**I** was grading my Master projects this morning and came upon this graph:

which compares the variability of an importance-sampling estimator versus its self-normalised alternative… This is an interesting case in that self-normalisation does considerably degrade the quality of the approximation in that setting. In other cases, self-normalisation may bring a clear improvement. (This reminded me of a recent email from David Einstein complaining about imprecisions in the importance section of ** Monte Carlo Statistical methods **, incl. the fact that self-normalisation was not truly addressing the infinite variance issue. His criticism is appropriate, we should rewrite this section towards more precise statements…)

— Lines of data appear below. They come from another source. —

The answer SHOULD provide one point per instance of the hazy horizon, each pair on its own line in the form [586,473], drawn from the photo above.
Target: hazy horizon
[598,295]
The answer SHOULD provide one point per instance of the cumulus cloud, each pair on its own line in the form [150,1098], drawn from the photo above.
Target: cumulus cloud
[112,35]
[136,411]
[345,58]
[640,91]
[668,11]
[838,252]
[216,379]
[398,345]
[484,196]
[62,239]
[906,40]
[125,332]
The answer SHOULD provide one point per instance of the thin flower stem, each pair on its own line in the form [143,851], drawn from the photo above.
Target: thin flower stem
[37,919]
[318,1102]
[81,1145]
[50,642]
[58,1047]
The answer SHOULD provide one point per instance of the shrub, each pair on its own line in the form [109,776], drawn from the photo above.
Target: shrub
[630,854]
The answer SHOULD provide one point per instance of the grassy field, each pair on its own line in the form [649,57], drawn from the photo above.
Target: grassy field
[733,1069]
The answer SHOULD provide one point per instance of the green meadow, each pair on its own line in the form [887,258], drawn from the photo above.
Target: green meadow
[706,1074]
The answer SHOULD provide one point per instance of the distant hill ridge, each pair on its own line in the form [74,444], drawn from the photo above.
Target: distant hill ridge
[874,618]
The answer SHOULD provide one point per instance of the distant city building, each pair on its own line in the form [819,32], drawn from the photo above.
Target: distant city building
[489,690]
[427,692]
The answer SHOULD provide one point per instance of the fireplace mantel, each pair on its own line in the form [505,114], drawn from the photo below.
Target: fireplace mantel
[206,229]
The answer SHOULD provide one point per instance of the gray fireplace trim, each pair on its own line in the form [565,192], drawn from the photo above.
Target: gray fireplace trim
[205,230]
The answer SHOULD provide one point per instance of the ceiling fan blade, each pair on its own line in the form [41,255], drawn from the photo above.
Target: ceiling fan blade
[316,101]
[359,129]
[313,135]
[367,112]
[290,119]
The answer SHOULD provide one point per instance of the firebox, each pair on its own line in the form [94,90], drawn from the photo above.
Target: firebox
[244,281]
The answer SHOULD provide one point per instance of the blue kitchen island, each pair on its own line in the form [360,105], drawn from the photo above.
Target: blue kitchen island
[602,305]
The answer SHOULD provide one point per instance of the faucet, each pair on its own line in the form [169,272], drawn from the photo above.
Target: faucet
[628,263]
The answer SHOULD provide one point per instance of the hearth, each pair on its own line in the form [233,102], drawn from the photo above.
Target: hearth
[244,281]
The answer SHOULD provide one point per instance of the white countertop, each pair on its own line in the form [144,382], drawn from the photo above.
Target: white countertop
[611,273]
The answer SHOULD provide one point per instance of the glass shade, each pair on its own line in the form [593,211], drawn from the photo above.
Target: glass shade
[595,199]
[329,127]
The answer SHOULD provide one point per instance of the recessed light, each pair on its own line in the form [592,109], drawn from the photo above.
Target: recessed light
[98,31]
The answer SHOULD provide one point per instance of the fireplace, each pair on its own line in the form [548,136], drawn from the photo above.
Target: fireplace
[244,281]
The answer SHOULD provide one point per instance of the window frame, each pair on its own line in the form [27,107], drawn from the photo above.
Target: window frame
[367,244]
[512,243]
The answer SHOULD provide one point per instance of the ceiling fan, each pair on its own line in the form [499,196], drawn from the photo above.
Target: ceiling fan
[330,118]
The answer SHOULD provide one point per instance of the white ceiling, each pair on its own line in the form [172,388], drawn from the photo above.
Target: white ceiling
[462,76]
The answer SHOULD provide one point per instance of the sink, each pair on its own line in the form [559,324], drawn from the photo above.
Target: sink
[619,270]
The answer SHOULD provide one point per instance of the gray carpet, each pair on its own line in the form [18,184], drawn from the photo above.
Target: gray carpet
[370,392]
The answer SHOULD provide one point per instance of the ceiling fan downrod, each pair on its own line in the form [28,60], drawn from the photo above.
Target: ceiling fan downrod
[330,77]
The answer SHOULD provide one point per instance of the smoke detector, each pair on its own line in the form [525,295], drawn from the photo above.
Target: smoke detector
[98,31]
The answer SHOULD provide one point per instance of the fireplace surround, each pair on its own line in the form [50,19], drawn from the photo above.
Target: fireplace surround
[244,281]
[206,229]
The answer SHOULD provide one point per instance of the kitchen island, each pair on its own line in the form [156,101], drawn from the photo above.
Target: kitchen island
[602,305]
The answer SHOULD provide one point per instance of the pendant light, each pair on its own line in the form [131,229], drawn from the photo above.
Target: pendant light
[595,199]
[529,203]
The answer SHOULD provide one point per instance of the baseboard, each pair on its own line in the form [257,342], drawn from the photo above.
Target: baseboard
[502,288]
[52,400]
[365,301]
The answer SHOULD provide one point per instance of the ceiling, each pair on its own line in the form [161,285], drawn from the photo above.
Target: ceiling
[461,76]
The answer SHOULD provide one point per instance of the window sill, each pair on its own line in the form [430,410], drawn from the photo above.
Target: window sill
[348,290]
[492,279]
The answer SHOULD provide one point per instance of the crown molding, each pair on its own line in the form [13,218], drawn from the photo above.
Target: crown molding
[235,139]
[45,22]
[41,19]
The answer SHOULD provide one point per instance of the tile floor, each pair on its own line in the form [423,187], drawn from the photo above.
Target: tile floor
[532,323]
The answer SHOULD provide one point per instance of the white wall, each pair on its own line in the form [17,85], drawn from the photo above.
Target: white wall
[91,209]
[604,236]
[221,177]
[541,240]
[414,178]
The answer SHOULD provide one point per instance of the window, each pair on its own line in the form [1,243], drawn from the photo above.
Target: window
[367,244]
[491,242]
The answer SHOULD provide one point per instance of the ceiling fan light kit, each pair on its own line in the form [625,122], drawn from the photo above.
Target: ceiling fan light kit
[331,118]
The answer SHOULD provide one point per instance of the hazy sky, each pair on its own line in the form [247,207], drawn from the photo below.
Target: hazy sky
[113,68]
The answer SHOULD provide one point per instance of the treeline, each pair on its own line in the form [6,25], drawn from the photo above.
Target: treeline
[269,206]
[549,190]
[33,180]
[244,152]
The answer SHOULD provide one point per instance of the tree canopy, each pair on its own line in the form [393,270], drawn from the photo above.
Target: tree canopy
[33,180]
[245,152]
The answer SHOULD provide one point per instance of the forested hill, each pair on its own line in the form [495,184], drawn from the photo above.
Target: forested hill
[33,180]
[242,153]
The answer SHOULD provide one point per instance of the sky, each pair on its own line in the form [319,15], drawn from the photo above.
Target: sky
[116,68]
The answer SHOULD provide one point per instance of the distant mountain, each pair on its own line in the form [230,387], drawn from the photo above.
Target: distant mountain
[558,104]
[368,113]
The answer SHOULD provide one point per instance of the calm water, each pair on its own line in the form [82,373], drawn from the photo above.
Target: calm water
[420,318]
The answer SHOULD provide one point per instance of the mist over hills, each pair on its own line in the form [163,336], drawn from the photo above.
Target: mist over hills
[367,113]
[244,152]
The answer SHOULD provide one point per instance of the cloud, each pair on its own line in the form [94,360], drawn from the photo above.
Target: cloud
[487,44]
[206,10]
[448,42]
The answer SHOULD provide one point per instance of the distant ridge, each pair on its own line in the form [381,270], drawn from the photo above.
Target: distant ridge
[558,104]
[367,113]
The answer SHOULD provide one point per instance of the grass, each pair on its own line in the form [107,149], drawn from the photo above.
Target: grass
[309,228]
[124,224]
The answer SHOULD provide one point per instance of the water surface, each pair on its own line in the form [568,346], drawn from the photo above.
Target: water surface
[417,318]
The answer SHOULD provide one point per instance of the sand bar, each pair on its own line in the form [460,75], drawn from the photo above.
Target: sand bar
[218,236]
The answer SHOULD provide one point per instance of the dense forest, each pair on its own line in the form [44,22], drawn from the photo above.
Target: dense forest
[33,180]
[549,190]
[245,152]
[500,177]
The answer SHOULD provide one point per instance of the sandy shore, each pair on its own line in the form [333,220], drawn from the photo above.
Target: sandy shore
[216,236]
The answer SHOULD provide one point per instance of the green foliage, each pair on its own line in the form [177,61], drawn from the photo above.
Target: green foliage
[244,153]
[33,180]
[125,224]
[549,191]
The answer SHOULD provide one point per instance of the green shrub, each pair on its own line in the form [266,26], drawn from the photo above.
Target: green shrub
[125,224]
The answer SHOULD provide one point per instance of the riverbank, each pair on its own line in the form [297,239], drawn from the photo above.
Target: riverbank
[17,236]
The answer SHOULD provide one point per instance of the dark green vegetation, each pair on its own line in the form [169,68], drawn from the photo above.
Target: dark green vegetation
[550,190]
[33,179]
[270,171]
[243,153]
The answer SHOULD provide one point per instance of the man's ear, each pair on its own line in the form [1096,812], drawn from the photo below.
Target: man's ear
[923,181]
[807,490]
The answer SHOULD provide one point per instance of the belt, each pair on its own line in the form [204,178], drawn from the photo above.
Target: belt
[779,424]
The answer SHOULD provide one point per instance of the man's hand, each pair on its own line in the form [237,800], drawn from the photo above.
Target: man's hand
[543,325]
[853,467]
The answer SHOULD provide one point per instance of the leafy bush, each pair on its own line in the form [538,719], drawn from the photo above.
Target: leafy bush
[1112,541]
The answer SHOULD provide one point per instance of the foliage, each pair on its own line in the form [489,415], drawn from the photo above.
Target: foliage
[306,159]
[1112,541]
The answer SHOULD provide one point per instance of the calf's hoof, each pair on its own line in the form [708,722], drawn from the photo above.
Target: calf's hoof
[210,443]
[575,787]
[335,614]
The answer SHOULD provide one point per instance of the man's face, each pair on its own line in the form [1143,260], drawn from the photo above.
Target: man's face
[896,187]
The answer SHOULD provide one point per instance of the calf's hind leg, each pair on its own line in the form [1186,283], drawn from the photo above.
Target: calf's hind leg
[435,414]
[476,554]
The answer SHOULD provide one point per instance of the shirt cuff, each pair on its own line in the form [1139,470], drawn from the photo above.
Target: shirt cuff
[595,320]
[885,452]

**M**aybe this is to be expected. Here is a similar comparison for finite and infinite variance cases:

compar=function(df,N){ y=matrix(rt(df=df,n=N*100),nrow=100) t=sqrt(abs(y))*dcauchy(y)/dt(y,df=df) w=dcauchy(y)/dt(y,df=df) tone=t(apply(t,1,cumsum)/(1:N)) wone=t(apply(t,1,cumsum)/apply(w,1,cumsum)) dim(tone) ttwo=apply(tone,2,max) wtwo=apply(wone,2,max) three=apply(tone,2,min) whree=apply(wone,2,min) plot(apply(tone,2,mean),col="white",ylim=c(min(three),max(ttwo))) if (diff(range(tone[,100]))<diff(range(wone[,100]))){ polygon(c(1:N,N:1),c(whree,rev(wtwo)),col="chocolate") polygon(c(1:N,N:1),c(three,rev(ttwo)),col="wheat")} else{ polygon(c(1:N,N:1),c(three,rev(ttwo)),col="chocolate") polygon(c(1:N,N:1),c(whree,rev(wtwo)),col="wheat")} }

**T**he outcome is shown above, with an increased variability in the finite variance case* (df=.5, left)* and a (meaningful?) decrease in the infinite variance case *(df=2.5, right)*.